Google Software Engineering: Software Development
It is widely recognized that Google is a company with exceptional engineering capabilities. What are its best engineering practices? What insights can we gain from them? What aspects have drawn criticism? We will discuss these details gradually, with this article primarily focusing on development.
Codebase
- As of 2015, there are 2 billion lines of code in a small number of Monorepo single codebases, with the vast majority of the code visible to everyone. Google encourages engineers to make changes when they see issues, as long as all reviewers approve, the changes can be integrated.
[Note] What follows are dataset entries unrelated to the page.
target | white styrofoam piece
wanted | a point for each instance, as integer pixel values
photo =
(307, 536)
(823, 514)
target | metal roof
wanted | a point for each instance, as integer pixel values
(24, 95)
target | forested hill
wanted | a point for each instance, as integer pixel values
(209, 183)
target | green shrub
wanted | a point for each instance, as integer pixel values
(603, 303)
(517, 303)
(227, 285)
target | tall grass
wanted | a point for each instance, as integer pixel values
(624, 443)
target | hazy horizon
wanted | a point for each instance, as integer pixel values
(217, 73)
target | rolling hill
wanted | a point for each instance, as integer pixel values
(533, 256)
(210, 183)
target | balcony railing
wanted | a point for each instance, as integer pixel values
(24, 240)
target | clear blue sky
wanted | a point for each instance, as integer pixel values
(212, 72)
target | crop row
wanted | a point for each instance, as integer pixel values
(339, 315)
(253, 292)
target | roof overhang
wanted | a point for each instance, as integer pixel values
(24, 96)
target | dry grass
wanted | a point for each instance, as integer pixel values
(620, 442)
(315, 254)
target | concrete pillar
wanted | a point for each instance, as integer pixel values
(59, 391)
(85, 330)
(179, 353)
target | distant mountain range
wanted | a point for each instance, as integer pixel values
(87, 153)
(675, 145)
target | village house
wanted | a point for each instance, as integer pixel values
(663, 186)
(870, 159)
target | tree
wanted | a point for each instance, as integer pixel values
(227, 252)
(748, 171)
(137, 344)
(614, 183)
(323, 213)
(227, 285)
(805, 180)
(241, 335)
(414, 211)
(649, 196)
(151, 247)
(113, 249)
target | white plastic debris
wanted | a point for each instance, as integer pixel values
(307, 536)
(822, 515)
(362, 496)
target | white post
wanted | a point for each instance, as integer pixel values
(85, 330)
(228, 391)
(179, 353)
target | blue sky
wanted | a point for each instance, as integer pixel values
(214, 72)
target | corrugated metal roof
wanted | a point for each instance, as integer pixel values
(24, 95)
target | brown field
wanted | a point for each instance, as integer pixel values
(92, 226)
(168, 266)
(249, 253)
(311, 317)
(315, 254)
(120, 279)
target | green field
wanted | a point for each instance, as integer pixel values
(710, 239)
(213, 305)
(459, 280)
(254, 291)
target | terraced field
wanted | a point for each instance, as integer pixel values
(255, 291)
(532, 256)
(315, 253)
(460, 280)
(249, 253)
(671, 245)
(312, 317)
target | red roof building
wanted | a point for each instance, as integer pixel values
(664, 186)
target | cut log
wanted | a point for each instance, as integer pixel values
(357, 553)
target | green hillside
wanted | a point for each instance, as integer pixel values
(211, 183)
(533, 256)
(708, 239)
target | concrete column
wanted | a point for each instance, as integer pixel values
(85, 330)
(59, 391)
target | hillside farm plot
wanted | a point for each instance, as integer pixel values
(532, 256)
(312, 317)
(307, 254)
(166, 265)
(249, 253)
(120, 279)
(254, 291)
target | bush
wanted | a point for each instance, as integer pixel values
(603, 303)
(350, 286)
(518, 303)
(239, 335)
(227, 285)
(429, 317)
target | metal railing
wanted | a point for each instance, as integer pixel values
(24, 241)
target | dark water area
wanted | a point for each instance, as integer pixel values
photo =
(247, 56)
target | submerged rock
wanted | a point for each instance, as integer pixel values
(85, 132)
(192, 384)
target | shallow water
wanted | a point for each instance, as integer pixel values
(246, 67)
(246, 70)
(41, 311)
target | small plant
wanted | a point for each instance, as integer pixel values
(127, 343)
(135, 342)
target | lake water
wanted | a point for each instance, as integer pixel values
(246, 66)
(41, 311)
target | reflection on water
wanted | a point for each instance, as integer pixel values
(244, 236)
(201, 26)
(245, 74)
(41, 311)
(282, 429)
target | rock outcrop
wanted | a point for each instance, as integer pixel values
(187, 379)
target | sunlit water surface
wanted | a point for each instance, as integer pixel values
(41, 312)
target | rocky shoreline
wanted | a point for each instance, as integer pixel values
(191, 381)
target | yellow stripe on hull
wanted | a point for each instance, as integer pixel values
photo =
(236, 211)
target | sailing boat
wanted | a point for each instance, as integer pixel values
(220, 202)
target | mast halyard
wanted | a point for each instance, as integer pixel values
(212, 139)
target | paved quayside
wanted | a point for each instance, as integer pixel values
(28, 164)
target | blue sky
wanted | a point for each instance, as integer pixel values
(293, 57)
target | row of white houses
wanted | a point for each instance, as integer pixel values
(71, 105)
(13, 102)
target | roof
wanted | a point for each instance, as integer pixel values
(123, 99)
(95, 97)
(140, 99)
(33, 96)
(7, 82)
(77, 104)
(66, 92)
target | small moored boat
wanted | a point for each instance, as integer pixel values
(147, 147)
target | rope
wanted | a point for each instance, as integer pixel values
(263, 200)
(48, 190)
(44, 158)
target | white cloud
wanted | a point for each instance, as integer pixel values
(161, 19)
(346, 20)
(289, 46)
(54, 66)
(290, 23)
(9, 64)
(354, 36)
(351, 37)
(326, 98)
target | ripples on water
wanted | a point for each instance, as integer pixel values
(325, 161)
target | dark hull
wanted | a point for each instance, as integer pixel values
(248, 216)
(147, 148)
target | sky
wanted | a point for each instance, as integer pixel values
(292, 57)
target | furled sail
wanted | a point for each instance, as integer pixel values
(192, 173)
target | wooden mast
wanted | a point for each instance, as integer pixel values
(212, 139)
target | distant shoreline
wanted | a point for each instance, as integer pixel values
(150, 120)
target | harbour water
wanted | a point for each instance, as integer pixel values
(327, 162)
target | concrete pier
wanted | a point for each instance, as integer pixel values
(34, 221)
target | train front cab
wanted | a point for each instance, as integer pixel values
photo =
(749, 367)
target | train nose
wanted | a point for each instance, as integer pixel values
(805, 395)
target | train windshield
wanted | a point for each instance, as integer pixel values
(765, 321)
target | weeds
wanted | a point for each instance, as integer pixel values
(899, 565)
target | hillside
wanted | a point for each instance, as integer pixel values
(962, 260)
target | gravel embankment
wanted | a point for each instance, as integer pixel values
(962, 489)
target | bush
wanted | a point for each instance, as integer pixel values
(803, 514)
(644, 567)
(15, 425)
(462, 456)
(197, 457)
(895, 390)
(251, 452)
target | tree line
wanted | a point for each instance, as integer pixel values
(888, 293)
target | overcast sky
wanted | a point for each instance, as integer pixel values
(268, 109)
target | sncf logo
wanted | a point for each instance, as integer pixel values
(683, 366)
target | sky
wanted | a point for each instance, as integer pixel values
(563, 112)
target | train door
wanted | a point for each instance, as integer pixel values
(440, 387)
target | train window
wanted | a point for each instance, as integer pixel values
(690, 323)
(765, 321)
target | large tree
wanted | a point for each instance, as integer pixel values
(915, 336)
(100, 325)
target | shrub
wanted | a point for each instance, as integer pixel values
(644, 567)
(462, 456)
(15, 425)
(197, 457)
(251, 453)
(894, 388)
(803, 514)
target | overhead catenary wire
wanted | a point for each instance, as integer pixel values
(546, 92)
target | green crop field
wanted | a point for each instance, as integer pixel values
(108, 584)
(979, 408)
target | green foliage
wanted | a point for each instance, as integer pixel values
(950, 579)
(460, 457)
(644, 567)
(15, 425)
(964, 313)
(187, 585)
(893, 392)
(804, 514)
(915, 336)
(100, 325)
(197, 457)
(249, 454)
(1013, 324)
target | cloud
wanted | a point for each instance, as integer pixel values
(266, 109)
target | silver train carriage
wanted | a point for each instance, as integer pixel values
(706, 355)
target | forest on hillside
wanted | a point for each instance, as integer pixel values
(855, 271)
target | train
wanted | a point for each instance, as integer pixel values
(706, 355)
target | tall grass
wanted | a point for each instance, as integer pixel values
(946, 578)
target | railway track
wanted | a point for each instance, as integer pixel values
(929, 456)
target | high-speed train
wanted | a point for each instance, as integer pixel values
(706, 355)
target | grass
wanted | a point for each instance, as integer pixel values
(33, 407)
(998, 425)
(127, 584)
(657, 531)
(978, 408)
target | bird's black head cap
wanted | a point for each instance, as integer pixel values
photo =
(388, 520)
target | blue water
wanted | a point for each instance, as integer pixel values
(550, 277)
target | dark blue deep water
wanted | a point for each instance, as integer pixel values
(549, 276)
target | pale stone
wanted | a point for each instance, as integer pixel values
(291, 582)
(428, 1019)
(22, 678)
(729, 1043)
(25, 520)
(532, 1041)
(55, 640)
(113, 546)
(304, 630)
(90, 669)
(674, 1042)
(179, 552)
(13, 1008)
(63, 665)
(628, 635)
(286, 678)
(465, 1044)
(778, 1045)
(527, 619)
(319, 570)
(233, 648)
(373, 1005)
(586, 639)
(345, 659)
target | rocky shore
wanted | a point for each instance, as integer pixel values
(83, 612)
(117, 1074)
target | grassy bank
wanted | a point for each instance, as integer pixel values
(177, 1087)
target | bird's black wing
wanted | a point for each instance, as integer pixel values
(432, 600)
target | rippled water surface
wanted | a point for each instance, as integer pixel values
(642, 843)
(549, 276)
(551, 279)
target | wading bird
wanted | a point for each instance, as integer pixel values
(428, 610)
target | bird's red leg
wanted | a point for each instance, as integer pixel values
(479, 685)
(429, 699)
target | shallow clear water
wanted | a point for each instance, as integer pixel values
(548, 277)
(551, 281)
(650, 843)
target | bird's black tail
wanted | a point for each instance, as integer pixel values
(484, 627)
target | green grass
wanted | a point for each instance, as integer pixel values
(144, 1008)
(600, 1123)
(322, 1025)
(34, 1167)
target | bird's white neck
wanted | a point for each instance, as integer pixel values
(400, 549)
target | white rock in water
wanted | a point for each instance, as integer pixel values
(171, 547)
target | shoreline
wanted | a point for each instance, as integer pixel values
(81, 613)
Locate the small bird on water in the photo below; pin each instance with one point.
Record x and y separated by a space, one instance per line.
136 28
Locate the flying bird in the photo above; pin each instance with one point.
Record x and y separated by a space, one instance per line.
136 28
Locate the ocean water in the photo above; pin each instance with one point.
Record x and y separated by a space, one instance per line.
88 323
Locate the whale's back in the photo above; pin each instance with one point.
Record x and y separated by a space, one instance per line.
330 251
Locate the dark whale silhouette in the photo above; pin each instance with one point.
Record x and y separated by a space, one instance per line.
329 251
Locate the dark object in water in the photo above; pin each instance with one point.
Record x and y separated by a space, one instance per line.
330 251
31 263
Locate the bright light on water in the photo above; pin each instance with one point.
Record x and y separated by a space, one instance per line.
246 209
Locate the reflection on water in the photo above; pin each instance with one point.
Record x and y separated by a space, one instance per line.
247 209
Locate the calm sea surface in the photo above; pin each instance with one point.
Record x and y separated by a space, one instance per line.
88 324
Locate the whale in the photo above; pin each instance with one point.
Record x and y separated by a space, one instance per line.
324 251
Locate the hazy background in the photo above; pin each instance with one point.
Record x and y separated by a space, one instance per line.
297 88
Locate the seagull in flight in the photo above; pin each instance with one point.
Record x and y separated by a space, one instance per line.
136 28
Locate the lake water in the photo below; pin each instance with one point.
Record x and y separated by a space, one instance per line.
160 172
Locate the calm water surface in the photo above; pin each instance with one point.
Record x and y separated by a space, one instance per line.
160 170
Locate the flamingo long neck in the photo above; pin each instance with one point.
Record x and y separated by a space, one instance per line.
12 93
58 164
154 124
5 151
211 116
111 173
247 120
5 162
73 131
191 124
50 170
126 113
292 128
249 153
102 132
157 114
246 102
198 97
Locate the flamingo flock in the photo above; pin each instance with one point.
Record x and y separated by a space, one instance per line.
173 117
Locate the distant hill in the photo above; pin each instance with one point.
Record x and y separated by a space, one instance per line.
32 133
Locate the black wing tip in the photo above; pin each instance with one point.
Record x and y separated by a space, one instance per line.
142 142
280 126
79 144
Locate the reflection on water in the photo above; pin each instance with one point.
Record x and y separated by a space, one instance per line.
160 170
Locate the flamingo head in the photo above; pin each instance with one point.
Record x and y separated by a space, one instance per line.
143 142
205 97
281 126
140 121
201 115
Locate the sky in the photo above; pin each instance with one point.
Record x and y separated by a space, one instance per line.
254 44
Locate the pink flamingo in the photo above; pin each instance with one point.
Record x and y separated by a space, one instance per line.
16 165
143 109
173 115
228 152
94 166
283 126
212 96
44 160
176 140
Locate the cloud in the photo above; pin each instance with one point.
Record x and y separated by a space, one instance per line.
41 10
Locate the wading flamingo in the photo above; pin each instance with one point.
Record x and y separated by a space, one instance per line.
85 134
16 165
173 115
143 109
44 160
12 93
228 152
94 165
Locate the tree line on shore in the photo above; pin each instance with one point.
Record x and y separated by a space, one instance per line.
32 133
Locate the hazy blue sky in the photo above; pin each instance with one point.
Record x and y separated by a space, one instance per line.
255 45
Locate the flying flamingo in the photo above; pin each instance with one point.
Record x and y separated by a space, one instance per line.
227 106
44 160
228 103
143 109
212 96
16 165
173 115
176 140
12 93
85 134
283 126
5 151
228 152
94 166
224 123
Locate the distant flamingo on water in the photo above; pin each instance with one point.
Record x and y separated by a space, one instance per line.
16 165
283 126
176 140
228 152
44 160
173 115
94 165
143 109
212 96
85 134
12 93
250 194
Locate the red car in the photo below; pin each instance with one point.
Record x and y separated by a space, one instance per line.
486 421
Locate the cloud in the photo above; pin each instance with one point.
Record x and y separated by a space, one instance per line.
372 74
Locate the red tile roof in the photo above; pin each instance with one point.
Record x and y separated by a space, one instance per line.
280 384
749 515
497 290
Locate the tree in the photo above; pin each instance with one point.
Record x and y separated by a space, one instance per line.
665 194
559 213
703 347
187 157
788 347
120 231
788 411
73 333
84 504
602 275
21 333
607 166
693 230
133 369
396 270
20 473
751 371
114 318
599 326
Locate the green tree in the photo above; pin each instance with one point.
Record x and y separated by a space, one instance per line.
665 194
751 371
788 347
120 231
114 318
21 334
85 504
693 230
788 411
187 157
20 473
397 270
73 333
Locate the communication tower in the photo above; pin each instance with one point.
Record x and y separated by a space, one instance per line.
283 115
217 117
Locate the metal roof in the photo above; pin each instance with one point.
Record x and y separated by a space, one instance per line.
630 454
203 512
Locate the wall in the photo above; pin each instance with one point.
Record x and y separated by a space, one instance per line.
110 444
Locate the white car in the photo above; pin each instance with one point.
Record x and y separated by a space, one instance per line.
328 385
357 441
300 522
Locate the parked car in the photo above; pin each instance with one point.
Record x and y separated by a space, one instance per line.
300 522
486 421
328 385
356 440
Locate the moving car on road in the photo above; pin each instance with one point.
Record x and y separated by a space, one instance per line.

- Almost all development occurs at the head of the codebase, rather than on branches, to avoid issues during merging and to facilitate safe fixes.
- Every change triggers tests, and any errors are reported to the author and reviewers within minutes.
- Each subtree of the codebase has at least two owners; other developers can submit modifications, but approval from the owners is required for integration.
Build System
- The distributed build system Bazel makes compilation, linking, and testing easy and fast.
- Hundreds or thousands of machines are utilized.
- High reliability, with deterministic input dependencies leading to predictable output results, avoiding strange, uncertain fluctuations.
- Fast. Once a build result is cached, dependent builds will directly use the cache without needing to recompile. Only the changed parts are rebuilt.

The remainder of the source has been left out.